& in PIs (was Re: xml-stylesheet issues--suggested resolutions) from Henry S. Thompson on 2009-06-16 (public-xml-core-wg@w3.org from June 2009)

From: Henry S. Thompson <ht@inf.ed.ac.uk>
Date: Tue, 16 Jun 2009 15:48:52 +0100
To: "Simon Pieters" <simonp@opera.com>
Cc: "Grosso, Paul" <pgrosso@ptc.com>, public-xml-core-wg@w3.org
Message-ID: <f5bfxe0p73f.fsf_-_@hildegard.inf.ed.ac.uk>

-----BEGIN PGP SIGNED MESSAGE-----
Hash: SHA1

Simon Pieters writes:

> . . .
> There's one bug that cites this test case:
>
>    http://home.arcor.de/martin.honnen/operaBugs/op9/XML/ampersandInPI2.xml
>
> The bug says that Opera is wrong in aborting parsing. I think Firefox,
> Safari and IE ignore the PI here.
>
> We have a much bigger problem with draconian error handling in XML
> proper  in general than with xml-stylesheet.
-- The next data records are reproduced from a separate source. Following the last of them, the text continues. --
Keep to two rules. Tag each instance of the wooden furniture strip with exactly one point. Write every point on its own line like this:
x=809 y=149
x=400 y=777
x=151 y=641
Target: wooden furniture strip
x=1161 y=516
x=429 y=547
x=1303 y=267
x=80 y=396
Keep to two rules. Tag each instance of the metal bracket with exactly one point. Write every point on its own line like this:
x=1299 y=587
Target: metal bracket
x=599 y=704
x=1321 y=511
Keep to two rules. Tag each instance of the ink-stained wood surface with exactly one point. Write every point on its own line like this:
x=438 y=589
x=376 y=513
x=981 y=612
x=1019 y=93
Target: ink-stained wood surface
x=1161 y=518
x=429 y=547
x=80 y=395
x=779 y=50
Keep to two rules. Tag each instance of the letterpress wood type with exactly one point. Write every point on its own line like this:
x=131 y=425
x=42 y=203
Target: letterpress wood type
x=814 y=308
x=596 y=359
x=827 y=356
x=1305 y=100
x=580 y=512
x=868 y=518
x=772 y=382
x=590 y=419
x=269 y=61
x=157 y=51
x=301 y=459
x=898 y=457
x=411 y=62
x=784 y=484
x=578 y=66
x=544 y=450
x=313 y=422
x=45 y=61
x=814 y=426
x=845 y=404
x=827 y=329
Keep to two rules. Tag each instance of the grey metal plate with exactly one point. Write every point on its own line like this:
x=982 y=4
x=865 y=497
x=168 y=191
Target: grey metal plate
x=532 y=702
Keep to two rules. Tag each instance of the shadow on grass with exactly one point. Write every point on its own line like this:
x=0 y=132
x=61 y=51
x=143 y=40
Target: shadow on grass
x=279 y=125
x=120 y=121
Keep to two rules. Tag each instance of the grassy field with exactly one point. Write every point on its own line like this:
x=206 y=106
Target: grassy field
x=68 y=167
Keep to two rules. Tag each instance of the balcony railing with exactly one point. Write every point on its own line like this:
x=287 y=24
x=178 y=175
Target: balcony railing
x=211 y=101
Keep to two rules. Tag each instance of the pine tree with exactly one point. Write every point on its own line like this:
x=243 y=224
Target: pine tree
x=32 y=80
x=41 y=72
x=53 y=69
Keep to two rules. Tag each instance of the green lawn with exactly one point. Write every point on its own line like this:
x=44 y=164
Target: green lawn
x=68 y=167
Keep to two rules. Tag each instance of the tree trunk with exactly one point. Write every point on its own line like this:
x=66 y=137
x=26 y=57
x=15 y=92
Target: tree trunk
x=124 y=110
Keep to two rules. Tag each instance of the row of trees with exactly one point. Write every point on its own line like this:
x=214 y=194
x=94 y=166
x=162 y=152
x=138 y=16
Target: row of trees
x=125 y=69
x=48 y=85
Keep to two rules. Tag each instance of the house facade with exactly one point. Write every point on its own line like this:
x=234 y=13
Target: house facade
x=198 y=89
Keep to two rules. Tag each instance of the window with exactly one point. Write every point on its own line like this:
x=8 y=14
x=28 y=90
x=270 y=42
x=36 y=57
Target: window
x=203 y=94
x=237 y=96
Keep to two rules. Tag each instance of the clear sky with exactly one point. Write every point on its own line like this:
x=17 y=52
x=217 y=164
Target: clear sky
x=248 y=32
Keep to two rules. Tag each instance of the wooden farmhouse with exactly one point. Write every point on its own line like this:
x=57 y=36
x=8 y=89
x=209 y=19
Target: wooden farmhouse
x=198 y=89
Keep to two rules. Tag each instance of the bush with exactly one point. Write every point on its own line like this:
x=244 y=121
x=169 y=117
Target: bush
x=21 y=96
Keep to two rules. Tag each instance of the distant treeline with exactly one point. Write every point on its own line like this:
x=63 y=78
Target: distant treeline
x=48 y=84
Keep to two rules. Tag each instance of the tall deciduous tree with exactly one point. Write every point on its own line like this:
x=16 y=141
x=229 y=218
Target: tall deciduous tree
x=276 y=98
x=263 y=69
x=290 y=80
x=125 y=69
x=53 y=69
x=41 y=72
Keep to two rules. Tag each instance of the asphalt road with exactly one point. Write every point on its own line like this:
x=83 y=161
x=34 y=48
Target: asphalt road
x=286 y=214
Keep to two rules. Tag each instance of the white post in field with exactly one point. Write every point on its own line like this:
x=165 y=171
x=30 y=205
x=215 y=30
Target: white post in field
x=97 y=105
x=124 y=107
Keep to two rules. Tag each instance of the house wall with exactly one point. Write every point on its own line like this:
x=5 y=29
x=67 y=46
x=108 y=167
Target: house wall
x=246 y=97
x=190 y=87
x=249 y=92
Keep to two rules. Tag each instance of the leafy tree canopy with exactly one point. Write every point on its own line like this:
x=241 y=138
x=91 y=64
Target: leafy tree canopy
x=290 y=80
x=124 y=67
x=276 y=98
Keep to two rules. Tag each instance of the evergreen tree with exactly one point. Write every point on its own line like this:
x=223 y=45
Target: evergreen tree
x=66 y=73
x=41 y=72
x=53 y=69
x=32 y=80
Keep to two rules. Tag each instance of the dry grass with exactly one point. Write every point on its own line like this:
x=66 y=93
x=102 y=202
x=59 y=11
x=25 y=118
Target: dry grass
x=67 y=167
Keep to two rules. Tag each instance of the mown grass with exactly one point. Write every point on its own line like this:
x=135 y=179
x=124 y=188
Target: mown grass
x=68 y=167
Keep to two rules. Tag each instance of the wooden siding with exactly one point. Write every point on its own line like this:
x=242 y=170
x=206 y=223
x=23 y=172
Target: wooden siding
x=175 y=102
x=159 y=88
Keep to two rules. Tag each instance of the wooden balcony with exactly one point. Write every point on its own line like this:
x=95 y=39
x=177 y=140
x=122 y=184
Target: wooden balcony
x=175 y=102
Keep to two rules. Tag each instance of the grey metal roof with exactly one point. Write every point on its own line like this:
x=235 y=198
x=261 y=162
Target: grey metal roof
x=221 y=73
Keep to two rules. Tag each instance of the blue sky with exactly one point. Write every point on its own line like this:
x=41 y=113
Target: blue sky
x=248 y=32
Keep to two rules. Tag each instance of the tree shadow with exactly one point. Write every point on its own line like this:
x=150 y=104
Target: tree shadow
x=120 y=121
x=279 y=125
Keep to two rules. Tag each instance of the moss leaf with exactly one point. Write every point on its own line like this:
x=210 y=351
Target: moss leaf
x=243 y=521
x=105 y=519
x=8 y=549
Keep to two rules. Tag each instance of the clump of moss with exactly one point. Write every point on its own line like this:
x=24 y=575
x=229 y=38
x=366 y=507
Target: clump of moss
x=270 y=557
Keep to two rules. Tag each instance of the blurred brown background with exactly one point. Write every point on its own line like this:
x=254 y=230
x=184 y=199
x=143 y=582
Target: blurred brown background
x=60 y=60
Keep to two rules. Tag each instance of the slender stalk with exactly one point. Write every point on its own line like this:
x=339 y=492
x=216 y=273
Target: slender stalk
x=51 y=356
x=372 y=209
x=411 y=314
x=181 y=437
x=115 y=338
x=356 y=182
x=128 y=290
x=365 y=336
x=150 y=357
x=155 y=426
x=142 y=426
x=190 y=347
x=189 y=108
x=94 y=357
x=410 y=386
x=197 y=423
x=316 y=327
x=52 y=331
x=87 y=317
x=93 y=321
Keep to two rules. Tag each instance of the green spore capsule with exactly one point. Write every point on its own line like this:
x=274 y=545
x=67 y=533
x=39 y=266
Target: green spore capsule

So from our perspective,
> defining  error recovery for XML 1.0 and Namespaces in XML 1.0 is a
> higher priority.
>
>
>> In this duplicate pseudo-attribute case, I could live with
>> tightening my above suggestion to "...processor SHOULD ignore..."
>> because at least that way Arbortext could say "yes, we should,
>> but due to legacy issues, we decided instead to recover" and
>> still not be non-compliant with the spec.
>
> Is the legacy situation for Abortext so bad that people rely on its
> error  recovery behavior?
>
>
> On Wed, 10 Jun 2009 16:28:57 +0200, Grosso, Paul <pgrosso@ptc.com> wrote:
>
>> > * What happens when a CharRef hits the [WFC: Legal Character] constraint
>> > in XML 1.0? (Unclear to me whether this is allowed in the syntax.)
>>>
> Syntax error: must ignore the entire PI. We should tighten up
> the syntax
> so that duplicate pseudo-attributes and NCRs that are syntax
> errors in XML
> 1.0 are also syntax errors in xml-stylesheet.
>>
>> As I said before:
>>
>> As far as I can tell, the XML Rec says:
>>
>> [16] PI ::= '<?' PITarget (S (Char* - (Char* '?>' Char*)))? '?>'
>>
>> and Char is "any unicode character..." so I don't see how there
>> could be a CharRef in a PI.
>
> Not on the XML 1.0 layer, but on the xml-stylesheet layer.
>
> [3]   	PseudoAttValue	   ::=   	('"' ([^"<&] | CharRef |
> PredefEntityRef)*  '"'
> 			| "'" ([^'<&] | CharRef | PredefEntityRef)* "'")	
> 			- (Char* '?>' Char*)
> 	
> http://www.w3.org/TR/xml-stylesheet/#NT-PseudoAttValue

Oh B*G.  _Why_ did they/we do that?  That's just . . . perverse.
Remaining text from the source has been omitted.